Jim Callis: I'm not sure he's going to be a regular on a good club, but I concur that the Mets should give him an audition and find out.
And scouting reports from trusted sources are light. Bryan Smith offered the following when contacted:
He was a guy at USC that people always assumed would hit for more than he did -- he's massive, you know -- but it wasn't there. I don't know if the Mets re-worked his swing or approach or whatever, but it's clearly been a change in philosophy. While I don't have a ton of trust in the MinorLeagueSplits numbers, I trust enough the groundball percentages for hitters, and he's seen a drop in each season. But even still, I'm sure his HR/FB numbers are unsustainable, and there are a lot of examples in history of minor league hitters going on power binges, and confusing us about their true talent level. I like Duda, because he's going to walk a lot, and he's consistently made hard contact in the minors, but I'm just not ready to call him a 30 HR guy.
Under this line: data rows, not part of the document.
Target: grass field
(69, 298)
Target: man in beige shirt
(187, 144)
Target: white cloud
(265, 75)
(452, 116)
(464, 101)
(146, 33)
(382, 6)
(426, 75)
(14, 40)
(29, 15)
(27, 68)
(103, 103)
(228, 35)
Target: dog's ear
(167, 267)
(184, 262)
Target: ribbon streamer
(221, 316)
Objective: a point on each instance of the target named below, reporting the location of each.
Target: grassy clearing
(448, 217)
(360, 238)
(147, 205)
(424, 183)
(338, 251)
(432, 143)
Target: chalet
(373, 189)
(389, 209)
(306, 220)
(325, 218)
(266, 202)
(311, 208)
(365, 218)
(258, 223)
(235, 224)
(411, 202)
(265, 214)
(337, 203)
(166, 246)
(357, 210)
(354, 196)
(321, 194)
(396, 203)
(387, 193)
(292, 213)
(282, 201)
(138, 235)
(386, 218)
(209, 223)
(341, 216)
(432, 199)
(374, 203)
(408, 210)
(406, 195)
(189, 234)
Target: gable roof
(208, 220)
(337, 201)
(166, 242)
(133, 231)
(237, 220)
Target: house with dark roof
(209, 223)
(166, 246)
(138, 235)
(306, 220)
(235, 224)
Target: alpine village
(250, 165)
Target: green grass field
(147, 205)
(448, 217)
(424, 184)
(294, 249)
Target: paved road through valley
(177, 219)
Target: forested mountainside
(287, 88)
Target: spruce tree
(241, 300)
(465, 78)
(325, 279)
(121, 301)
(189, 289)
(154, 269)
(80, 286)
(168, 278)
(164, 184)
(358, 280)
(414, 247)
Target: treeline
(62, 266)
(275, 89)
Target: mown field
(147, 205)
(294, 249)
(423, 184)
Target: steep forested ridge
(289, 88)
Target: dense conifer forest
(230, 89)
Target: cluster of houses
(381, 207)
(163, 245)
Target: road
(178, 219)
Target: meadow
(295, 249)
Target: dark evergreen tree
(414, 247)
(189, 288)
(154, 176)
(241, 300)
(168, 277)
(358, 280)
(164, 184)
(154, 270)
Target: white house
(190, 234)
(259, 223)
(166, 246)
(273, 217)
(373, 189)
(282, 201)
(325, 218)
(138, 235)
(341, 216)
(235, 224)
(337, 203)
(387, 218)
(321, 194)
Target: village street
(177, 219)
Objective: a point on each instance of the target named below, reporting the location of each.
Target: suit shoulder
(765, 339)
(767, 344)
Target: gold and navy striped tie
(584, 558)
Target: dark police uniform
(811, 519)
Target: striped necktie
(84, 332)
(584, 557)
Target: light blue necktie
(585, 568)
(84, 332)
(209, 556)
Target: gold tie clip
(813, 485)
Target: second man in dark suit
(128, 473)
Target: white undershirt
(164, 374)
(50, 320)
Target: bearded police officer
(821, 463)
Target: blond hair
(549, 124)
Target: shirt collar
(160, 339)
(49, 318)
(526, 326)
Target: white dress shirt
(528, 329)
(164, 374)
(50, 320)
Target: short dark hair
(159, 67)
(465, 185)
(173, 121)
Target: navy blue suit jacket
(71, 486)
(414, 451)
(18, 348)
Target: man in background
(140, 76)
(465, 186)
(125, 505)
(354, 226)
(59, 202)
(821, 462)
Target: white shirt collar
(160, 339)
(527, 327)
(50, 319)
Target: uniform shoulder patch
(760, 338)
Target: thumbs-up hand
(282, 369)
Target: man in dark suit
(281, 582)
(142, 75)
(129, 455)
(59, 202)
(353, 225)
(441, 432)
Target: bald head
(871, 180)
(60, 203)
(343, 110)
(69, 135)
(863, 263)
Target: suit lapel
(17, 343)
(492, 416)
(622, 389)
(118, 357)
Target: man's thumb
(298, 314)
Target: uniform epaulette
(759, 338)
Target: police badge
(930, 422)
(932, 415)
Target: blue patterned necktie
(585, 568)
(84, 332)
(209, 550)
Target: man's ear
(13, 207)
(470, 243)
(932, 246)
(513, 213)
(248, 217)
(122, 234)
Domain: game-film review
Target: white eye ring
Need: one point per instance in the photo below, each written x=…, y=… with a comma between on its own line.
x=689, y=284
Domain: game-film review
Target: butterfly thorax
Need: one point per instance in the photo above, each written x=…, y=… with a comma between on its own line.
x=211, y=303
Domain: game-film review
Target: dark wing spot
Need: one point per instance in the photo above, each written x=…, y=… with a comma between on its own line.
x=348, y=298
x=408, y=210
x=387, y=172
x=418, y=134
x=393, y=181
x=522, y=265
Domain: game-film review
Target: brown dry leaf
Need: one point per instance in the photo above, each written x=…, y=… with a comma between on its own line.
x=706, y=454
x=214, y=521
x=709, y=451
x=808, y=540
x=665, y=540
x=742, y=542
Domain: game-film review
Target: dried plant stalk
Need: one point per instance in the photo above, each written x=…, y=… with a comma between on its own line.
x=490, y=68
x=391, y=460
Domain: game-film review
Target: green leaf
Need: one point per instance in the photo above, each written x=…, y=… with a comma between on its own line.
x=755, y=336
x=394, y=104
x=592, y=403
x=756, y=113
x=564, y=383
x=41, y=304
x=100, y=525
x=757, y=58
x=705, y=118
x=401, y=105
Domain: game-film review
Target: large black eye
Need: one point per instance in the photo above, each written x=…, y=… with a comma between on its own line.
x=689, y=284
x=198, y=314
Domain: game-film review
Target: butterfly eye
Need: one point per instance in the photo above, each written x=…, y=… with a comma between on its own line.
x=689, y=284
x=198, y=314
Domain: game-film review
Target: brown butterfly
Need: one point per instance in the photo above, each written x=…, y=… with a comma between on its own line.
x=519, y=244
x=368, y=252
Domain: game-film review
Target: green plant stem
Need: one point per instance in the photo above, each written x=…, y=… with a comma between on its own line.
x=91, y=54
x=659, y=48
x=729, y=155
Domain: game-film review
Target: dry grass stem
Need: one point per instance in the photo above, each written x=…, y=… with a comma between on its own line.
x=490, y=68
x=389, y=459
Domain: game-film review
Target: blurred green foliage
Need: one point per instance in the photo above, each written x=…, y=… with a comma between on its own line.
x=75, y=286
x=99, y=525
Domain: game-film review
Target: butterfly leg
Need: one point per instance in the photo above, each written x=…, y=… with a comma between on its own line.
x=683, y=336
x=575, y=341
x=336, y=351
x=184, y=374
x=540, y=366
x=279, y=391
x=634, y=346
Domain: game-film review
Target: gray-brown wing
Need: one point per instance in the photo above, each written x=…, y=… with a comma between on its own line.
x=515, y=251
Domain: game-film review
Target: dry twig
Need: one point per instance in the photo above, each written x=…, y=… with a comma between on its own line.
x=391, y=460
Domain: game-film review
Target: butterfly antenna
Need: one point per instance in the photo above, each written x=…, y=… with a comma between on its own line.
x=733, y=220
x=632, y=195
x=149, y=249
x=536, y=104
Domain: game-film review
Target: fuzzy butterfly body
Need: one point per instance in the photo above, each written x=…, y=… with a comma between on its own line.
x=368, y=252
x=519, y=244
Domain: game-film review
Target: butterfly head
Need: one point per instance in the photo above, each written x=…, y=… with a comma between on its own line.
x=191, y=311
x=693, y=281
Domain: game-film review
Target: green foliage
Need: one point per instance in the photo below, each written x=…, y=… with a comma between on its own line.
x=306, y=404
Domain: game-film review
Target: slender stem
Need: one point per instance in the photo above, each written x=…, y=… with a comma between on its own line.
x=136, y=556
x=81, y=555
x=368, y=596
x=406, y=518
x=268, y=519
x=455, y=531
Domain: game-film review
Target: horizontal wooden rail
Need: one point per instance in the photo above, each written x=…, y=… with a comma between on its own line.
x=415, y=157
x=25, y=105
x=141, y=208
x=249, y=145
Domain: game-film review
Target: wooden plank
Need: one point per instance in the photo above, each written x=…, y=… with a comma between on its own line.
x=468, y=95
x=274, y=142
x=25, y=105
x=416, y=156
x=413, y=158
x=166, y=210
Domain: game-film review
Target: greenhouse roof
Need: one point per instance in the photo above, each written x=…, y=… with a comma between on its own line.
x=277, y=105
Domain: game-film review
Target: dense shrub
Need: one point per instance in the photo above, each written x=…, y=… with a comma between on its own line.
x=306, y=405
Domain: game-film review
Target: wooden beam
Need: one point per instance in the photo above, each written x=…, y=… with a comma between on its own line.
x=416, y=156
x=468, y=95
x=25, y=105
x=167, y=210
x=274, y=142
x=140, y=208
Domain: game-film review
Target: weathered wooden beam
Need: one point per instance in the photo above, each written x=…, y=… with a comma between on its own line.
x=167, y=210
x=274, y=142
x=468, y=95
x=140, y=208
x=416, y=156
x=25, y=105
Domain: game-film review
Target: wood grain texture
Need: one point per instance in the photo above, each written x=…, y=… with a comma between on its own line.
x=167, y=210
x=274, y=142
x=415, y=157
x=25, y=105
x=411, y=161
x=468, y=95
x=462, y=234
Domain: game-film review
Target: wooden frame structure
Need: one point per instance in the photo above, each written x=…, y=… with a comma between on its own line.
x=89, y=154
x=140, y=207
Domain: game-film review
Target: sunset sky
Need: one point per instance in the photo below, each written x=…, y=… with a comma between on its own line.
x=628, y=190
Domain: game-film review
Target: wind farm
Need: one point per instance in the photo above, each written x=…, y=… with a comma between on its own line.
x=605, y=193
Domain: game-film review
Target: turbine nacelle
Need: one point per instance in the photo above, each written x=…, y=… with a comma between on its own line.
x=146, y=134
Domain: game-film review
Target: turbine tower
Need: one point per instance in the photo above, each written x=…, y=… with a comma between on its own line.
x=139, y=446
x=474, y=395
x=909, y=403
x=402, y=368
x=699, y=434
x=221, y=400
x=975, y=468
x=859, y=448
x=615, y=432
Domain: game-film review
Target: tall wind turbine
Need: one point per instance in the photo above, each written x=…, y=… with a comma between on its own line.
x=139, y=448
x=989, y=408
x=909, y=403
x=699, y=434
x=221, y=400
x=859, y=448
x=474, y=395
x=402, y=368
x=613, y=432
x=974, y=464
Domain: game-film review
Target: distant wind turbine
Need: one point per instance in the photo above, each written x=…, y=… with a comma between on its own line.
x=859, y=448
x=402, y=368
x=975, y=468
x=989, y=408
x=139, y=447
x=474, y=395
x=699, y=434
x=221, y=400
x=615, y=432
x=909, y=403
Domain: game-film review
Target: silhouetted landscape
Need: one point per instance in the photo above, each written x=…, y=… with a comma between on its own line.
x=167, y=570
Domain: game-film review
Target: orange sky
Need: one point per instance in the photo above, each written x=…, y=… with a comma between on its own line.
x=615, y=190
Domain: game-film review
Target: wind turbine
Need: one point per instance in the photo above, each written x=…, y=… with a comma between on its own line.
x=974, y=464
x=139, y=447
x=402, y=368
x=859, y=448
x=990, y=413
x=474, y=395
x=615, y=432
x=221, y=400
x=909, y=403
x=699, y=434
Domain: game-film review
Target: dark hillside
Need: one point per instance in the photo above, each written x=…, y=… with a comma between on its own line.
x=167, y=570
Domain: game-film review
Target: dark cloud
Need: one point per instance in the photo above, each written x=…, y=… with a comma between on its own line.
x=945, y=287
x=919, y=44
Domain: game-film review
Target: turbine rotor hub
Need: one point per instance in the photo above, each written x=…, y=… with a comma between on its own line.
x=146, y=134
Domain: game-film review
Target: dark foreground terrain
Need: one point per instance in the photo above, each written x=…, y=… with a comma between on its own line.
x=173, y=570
One of the main problems mentioned about Duda beyond the reliability of his power is is his poor platoon split. He's only hit for a .622 OPS against lefties in 422 lifetime at-bats in the minor leagues. Even in his lights-out 2010 campaign, he's only had a .764 OPS against lefties. But yet again, the sample size is an issue because splits are supposed to be regressed to 1000 plate appearances for major-league left-handed hitters. It looks like a real flaw, even if he could still develop the ability to hit lefties.
You know what, though? We currently have an outfielder under team control for 2011 that is okay against lefties. Perhaps it's Duda, and not Martinez, that should platoon in right field with him. Just don't pencil him to continue his current line at the major league level.